Just how frequently that happens is a hotly contested issue. Chiropractic treatment has a goodly share of detractors.

"There are extremes of view," admitted Bondy. "There are clearly people who are blind advocates of chiropractic care, and there are people who are blind detractors of chiropractic care."

Several lawsuits have been filed against chiropractors by families of individuals who died of a stroke following cervical manipulation. In 1998, a coroner's inquest into the death of a Saskatchewan woman called for more research into chiropractic manipulations and stroke.

But the research to date has been inconclusive and will remain so, predicted Dr. Moira Kapral, Bondy's co-author on the commentary in the journal.

"It's such a rare event that it's going to be very difficult to do a good quality study to give an accurate estimate of risk," said Kapral, a specialist in internal medicine at Toronto's University Health Network and an associate at the Institute for Clinical Evaluative Sciences.

It's impossible to get a firm number, Bondy and others explain, because you can't structure a proper medical study with a control group when the event you want to study happens so rarely.

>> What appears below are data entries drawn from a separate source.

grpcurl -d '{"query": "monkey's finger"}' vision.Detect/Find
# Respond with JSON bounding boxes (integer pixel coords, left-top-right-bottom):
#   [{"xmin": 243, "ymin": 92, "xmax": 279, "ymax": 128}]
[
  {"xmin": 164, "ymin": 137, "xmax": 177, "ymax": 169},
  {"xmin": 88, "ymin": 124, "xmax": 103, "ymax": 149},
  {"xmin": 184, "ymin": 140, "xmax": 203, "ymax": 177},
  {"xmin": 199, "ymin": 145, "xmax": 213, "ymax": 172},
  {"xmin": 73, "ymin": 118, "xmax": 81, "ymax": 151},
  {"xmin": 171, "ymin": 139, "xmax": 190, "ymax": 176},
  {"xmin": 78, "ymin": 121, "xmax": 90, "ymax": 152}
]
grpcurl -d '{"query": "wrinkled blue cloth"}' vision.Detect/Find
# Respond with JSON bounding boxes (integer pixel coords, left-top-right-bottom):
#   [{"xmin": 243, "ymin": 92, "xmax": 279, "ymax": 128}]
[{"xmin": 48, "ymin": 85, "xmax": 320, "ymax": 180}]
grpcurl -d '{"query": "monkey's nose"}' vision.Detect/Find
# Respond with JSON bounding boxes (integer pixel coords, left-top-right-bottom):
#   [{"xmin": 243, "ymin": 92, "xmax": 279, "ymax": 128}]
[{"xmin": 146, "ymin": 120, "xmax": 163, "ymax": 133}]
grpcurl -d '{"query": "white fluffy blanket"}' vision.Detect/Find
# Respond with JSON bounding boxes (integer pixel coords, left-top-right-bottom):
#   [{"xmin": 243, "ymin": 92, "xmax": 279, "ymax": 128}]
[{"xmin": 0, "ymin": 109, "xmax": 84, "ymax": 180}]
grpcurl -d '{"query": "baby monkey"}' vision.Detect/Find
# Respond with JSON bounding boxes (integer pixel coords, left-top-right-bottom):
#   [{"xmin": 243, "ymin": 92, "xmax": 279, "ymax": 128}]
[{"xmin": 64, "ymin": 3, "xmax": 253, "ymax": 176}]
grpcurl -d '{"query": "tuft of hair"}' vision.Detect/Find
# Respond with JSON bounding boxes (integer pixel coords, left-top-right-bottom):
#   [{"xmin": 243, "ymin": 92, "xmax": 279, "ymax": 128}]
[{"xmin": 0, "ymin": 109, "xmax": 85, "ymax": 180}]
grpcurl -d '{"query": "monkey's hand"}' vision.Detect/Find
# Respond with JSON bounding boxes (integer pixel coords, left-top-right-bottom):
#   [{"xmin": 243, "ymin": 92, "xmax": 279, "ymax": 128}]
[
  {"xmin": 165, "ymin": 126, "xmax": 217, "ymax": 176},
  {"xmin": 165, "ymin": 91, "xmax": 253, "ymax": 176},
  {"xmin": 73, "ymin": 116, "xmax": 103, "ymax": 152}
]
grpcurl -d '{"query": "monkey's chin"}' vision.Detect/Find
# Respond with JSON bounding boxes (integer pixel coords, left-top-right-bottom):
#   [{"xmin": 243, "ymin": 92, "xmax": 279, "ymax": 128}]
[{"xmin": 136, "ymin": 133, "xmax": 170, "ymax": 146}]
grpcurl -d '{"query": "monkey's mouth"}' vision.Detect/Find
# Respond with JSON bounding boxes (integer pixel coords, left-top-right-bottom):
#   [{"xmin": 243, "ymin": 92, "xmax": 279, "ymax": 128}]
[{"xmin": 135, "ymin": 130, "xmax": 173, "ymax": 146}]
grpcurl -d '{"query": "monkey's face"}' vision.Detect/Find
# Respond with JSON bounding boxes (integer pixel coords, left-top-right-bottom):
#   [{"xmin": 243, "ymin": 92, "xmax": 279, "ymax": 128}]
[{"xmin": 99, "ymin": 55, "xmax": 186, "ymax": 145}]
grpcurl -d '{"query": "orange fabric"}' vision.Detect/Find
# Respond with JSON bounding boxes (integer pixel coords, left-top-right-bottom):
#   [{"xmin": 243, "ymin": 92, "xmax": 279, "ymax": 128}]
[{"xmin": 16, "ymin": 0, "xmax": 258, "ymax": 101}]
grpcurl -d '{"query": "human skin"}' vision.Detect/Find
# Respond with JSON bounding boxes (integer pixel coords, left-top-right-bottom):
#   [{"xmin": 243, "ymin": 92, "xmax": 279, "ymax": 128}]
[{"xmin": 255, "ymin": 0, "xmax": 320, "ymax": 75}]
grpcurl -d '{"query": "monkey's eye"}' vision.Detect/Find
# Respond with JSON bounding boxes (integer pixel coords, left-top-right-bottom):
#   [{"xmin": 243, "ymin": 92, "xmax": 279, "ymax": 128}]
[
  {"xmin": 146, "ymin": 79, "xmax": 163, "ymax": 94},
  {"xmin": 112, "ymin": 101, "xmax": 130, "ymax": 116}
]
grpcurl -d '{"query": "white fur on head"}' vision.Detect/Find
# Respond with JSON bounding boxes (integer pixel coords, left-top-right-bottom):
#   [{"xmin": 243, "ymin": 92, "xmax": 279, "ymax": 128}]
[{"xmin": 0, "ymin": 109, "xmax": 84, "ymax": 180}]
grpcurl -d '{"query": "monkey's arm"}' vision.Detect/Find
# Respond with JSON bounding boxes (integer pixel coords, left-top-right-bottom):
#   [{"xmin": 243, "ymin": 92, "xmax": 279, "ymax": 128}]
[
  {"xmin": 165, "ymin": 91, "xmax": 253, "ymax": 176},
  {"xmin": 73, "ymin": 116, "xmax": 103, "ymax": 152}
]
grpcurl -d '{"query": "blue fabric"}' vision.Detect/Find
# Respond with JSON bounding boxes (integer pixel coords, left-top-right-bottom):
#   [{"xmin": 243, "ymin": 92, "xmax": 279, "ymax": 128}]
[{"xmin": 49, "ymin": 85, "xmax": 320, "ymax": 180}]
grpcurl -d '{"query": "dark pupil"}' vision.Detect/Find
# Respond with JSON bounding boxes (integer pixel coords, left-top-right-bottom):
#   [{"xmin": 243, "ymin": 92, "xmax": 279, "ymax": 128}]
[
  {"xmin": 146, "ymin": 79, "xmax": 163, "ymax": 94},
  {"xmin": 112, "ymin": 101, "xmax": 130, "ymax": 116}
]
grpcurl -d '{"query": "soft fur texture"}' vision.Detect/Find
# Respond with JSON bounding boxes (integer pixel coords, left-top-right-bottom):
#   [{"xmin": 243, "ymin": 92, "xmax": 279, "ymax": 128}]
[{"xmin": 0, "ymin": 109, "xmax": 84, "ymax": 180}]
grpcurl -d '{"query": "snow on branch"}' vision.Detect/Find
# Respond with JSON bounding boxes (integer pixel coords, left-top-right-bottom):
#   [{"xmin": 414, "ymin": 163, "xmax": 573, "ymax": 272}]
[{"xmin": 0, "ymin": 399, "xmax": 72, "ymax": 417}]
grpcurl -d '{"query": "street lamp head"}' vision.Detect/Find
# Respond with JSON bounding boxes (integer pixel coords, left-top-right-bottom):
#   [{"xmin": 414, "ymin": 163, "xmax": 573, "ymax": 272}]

As consequence, studies like this one are at best estimates.

Carey and his colleagues came up with their number by comparing the number of malpractice claims for strokes made to the Canadian Chiropractic Protective Association for the period from 1988 to 1997 to the number of cervical manipulations - 134 million - estimated to have been administered in that decade.

But their figure of one to every 5.85 million is dramatically smaller than the figure of 1.3 cases per 100,000 manipulations that Bondy and a colleague from ICES reported in a study published earlier this year in the journal Stroke.

Kapral and Bondy believe Carey's number is an underestimate, because they don't think all strokes would have led to a malpractice claim against a chiropractor. And Kapral said the 1.3 per 100,000 figure is probably closer to the mark that one per 5.85 million.

But Bondy argued such numbers mean nothing to average people who really just want to know if they are taking their lives into their hands by seeing a chiropractor for neck pain.

"Frankly, whether it's one in 5,000 or one in a million, it's rare - unless a person has other problems that we don't know how to find out if they have them."